Nixon's letter profusely thanks Jack for offering up his home, noting, "Time and again that friendship has given us reason to be proud and grateful. Your most recent hospitality added one more instance of your generosity to an already overcrowded list''.

The two held an interesting business relationship and friendship which became highly controversial when it was revealed that a drug Dreyfus had taken for Depression - something Dreyfus heralded as a "wonder drug" -- was offered directly to Nixon to assist him with his mood disorders, depression, anxiety, and stress. In the recently published book, Arrogance of Power, Nixon's former psychotherapist, Dr. Arnold Hutschnecker, who counseled Nixon for decades, considered the President to be "neurotic." "Everyone has their share of neuroses, but there is indeed significant evidence in the presidency, well before Watergate, that Nixon on occasion behaved in a way that to ordinary people was simply not normal"; and that "Concern for Nixon's mental state was so great ... that Secretary of Defense James R. Schlesinger ordered the military not to react to orders from the White House unless they were cleared by him or the secretary of state." Nixon consumed large quantities of the drug Dilantin without a prescription, provided to him by Jack Dreyfus.

Jack, who had no medical qualifications, credited Dilantin with relieving him of chronic depression almost overnight, and he had become the leading advocate of it as a panacea for all manner of ailments. In the book, Arrogance of Power, Dreyfus recalls Nixon asking him for the drug at Key Biscayne in 1968.

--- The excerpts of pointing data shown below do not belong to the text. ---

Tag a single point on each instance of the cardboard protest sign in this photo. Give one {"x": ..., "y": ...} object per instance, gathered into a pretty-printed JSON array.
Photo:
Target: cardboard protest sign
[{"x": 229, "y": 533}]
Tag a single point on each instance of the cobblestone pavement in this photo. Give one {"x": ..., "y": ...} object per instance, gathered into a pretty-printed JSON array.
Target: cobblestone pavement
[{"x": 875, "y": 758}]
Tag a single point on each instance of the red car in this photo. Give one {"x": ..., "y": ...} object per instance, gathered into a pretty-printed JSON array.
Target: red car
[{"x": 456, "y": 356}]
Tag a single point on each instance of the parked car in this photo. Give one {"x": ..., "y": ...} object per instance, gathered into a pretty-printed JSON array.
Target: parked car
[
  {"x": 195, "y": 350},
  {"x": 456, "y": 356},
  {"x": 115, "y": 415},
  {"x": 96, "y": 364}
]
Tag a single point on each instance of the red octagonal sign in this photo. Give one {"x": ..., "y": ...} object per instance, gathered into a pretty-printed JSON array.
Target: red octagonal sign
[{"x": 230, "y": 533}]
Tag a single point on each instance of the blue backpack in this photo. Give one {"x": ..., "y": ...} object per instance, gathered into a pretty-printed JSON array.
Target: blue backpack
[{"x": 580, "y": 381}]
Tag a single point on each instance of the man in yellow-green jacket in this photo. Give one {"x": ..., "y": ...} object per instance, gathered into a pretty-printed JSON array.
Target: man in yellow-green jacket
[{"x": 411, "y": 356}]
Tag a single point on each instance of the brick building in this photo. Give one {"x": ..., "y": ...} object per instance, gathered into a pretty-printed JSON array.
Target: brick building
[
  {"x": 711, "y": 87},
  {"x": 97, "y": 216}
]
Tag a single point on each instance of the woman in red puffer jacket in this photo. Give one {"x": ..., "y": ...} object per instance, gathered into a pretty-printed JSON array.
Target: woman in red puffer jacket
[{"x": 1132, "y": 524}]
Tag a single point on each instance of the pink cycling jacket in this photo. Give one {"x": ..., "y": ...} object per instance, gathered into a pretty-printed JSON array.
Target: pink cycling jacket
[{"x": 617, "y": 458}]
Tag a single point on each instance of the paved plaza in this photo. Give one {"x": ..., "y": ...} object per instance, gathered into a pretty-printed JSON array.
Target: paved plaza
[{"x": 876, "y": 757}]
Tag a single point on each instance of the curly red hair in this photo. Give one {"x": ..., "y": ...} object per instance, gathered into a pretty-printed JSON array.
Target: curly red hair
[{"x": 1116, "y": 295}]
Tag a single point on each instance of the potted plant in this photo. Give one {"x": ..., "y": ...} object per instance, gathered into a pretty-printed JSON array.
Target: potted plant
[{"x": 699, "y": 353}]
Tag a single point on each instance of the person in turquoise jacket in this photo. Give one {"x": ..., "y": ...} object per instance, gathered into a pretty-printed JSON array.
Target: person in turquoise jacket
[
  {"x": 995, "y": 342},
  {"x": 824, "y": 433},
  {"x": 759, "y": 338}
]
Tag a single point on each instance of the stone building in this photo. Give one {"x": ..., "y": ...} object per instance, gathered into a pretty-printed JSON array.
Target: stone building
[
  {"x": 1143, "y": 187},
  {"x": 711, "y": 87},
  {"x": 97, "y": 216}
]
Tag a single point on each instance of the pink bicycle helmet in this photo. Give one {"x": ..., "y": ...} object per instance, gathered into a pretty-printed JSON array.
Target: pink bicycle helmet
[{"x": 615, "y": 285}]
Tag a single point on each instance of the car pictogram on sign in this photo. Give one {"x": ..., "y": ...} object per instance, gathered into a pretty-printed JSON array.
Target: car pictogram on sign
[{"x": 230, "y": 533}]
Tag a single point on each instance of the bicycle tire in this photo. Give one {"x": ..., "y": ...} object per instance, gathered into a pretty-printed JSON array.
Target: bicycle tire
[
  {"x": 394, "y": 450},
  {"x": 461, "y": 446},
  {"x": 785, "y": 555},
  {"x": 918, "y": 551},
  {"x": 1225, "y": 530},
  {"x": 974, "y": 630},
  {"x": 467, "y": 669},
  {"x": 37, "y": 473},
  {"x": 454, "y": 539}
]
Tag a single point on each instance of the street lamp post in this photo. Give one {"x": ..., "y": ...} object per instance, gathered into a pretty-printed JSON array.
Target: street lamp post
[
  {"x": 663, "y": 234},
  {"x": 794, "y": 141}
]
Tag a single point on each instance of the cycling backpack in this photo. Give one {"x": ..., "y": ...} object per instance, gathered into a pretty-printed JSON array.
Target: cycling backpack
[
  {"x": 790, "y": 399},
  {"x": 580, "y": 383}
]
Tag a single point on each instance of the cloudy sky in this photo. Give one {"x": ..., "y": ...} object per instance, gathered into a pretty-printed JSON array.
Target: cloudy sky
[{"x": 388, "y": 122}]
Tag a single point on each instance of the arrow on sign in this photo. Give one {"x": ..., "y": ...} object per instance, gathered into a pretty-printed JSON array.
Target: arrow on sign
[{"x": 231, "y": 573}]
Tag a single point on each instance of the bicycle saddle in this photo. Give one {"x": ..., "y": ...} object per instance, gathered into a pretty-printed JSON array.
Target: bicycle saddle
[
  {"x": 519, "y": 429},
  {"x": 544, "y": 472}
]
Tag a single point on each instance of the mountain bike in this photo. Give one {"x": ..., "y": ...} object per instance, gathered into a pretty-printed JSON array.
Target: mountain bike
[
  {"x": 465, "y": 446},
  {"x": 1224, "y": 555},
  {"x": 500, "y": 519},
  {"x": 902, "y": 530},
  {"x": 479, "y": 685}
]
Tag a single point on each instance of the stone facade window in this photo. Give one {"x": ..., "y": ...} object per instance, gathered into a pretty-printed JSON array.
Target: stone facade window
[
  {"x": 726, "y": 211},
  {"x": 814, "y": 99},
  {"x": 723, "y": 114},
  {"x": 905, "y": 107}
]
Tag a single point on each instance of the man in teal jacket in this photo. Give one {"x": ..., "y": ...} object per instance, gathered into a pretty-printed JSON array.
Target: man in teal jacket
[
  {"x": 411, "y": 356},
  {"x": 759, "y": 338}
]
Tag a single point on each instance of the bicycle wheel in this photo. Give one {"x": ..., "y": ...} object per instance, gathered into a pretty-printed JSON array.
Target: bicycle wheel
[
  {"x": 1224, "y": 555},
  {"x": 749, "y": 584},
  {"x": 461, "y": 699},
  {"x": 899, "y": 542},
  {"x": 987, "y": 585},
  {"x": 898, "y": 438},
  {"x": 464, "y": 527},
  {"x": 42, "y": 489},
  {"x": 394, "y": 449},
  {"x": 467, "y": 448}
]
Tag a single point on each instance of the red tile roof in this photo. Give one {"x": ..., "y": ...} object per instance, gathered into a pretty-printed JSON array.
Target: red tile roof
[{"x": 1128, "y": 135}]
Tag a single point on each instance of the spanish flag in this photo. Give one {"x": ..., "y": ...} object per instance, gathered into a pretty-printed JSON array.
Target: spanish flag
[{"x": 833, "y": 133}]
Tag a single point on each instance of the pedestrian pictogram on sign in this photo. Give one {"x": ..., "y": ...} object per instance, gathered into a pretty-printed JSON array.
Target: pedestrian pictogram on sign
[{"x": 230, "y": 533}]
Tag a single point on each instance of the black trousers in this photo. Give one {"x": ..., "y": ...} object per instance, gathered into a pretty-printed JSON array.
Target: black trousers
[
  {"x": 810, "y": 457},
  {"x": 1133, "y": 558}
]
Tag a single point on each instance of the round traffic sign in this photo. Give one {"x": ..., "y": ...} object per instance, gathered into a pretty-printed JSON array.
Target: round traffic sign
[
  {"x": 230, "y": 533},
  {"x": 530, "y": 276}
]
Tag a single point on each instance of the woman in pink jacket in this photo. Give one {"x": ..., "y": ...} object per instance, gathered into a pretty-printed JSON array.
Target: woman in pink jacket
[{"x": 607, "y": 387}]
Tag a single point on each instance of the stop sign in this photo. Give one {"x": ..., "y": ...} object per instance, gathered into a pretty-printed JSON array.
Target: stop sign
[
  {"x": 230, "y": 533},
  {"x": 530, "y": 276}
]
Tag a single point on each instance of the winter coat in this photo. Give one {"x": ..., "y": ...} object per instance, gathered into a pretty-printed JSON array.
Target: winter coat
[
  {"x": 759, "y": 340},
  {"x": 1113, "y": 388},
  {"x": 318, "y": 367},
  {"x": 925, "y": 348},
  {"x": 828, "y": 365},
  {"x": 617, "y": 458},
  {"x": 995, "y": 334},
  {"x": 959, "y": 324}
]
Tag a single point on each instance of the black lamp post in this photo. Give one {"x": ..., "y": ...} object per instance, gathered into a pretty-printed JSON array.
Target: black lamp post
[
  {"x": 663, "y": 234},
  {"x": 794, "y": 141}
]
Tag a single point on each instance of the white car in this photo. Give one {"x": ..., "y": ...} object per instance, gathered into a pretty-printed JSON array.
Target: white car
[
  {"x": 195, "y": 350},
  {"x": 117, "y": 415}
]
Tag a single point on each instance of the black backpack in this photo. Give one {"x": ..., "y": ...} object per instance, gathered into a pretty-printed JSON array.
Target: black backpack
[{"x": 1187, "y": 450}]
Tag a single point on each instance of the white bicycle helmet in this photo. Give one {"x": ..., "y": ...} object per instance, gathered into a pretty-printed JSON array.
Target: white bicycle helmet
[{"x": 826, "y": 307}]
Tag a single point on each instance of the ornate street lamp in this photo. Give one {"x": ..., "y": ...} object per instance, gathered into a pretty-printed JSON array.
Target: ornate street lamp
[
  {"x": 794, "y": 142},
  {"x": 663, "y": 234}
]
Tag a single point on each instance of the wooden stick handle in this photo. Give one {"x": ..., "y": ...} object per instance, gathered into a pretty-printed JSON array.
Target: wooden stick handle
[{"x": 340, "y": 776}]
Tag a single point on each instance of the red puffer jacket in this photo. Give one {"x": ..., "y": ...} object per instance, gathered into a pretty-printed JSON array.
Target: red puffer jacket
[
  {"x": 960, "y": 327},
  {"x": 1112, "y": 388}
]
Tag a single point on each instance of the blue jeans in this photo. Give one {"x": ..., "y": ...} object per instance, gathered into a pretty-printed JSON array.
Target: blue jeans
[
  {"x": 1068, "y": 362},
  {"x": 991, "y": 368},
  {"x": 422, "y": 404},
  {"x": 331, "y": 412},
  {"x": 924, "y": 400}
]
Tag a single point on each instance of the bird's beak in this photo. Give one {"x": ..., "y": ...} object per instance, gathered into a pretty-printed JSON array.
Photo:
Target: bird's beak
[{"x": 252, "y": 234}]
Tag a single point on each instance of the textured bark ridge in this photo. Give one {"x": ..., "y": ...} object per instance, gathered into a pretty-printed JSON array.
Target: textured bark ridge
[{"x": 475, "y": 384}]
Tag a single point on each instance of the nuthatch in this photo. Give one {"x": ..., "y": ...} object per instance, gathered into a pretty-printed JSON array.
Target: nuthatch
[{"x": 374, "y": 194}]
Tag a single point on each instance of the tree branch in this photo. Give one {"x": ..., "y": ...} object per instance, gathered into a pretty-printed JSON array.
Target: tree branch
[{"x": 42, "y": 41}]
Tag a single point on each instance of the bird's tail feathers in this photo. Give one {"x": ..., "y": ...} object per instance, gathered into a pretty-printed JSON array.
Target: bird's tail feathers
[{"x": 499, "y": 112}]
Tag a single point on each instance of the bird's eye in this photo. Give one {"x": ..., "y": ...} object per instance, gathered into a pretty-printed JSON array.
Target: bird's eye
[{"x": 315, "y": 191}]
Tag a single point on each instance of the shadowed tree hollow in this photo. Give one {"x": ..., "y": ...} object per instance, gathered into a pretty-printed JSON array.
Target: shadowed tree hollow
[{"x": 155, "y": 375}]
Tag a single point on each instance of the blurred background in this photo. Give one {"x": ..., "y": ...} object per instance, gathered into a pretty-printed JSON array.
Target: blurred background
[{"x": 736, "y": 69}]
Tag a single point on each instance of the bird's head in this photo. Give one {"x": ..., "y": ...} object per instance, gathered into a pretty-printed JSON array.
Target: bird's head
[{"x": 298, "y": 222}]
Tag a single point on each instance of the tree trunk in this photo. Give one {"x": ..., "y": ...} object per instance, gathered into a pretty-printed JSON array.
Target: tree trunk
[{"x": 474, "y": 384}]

"'Why don't you give me some Dilantin?' So he [Dreyfus] thought, 'What the heck, he's (going to be) President of the united States. I can't get in trouble ... So I went out to the car and got a bottle of a thousand and gave it to him. A few days later he called me and said 'Is it all right if I take two a day?' I said, 'Yes I think so'." When the author asked what Nixon wanted the Dilantin for, Dreyfus was vague. "Nixon", he said "had a lot of things ... worries".

An excellent personal letter between the two men whose relationship is beyond the obvious.